De wolf zag ze en werd helemaal gek. Hij was een wolf en iedereen moest bang voor hem zijn. Plotseling hoorde hij een diep gerommel, alsof het ging onweren. Het keek naar de lucht, maar het was zijn maag die rommelde van de honger. Nu was hij het helemaal zat en sprong overeind. Hij moest een biggetje hebben anders ging hij dood van de honger.

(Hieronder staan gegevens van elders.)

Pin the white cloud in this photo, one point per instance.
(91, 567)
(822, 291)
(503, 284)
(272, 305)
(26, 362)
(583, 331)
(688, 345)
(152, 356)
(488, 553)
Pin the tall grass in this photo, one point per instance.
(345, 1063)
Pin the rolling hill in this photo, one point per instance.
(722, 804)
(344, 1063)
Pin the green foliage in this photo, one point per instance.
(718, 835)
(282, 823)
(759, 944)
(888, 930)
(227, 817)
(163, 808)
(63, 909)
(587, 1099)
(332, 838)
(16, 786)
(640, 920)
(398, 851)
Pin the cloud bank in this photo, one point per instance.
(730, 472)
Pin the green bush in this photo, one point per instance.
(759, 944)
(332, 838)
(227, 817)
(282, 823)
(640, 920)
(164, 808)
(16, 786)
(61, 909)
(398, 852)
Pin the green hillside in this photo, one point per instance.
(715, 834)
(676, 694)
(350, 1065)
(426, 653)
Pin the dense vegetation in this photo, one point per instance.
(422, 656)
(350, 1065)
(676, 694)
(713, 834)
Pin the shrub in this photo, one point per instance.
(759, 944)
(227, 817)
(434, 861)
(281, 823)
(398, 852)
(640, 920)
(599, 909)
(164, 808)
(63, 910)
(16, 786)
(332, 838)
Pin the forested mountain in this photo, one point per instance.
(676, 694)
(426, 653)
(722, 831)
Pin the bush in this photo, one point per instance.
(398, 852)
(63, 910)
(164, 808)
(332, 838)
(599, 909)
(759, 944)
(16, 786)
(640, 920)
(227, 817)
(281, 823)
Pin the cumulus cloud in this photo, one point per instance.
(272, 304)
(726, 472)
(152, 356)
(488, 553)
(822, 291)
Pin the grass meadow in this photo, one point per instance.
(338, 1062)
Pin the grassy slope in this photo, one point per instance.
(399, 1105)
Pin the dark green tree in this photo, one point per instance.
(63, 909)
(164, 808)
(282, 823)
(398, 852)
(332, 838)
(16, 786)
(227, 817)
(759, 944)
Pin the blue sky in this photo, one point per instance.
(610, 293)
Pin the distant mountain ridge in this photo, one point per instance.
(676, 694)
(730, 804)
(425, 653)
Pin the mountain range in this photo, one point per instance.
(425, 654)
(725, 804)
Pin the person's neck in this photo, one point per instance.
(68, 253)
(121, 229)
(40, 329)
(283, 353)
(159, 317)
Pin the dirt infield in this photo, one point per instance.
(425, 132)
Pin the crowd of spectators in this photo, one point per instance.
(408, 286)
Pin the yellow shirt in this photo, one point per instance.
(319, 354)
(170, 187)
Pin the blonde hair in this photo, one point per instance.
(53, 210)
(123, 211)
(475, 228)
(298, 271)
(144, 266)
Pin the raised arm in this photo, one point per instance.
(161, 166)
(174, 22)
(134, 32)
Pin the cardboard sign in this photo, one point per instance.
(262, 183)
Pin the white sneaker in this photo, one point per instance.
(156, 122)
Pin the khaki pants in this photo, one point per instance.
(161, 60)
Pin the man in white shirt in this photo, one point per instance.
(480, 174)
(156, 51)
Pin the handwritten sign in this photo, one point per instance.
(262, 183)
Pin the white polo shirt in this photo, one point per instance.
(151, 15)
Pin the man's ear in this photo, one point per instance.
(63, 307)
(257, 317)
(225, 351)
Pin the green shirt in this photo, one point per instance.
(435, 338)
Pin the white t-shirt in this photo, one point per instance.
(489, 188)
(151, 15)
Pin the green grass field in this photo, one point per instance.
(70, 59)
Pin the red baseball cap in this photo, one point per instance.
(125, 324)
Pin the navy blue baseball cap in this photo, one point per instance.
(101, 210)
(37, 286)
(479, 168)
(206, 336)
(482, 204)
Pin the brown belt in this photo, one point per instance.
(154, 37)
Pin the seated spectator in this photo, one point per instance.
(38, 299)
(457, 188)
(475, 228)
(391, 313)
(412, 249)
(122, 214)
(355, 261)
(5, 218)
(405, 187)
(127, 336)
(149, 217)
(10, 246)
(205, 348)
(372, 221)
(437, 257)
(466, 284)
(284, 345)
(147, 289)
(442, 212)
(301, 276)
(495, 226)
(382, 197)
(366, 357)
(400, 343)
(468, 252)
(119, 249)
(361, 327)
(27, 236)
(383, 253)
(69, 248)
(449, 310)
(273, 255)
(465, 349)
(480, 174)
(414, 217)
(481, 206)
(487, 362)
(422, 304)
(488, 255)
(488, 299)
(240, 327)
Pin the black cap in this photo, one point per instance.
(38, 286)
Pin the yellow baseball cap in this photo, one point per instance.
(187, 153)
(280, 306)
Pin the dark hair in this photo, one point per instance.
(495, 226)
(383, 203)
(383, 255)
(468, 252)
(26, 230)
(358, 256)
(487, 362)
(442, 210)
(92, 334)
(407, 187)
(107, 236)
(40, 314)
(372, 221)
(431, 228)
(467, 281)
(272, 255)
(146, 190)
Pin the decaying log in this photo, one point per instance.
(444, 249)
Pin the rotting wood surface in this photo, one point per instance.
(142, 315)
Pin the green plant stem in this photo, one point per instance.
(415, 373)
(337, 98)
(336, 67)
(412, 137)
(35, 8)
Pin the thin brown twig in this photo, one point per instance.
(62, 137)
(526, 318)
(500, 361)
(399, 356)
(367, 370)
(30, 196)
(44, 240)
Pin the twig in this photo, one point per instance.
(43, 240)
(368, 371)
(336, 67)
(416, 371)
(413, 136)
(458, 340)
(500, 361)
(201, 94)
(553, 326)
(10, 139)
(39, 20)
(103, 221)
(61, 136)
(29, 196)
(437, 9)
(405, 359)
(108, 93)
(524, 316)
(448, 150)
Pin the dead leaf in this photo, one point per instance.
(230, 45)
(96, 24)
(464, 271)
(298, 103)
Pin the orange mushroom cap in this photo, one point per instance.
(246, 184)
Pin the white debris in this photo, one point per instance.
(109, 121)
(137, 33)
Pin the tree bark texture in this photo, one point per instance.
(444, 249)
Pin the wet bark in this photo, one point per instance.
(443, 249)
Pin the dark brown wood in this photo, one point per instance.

Hij klom langs de regenpijp omhoog naar het dak en wilde door de schoorsteen naar beneden zakken om de biggetjes te pakken. Ondertussen brulde hij dat ze niet meer konden ontsnappen.
Het oudere broertje had dat wel verwacht en onder de schoorsteen had hij een groot vuur in de open haard aangestoken. Als de wolf door de schoorsteen naar beneden zakte, zou hij zijn billen branden. De broertjes hadden nu al schik bij dat idee. Maar de vlammen werden steeds groter en groter. Ze hadden er teveel hout op gegooid. De vlammen sloegen om zich heen en het huisje begon te branden. De drie varkentjes renden naar buiten en keken met tranen in hun ogen naar het huisje dat helemaal afbrandde. Naast hen stond de wolf. Hij had ook tranen in zijn ogen en nog steeds honger, maar hij wilde nooit meer zo'n ellendige varkentje zien. Hij ging maar eens een bord soep maken en met de staart tussen zijn poten liep hij teleurgesteld weg. 
De drie varkentjes keken elkaar aan en zonder wat te zeggen liepen ze samen terug naar hun moeder. Daar waren ze het meest gelukkig.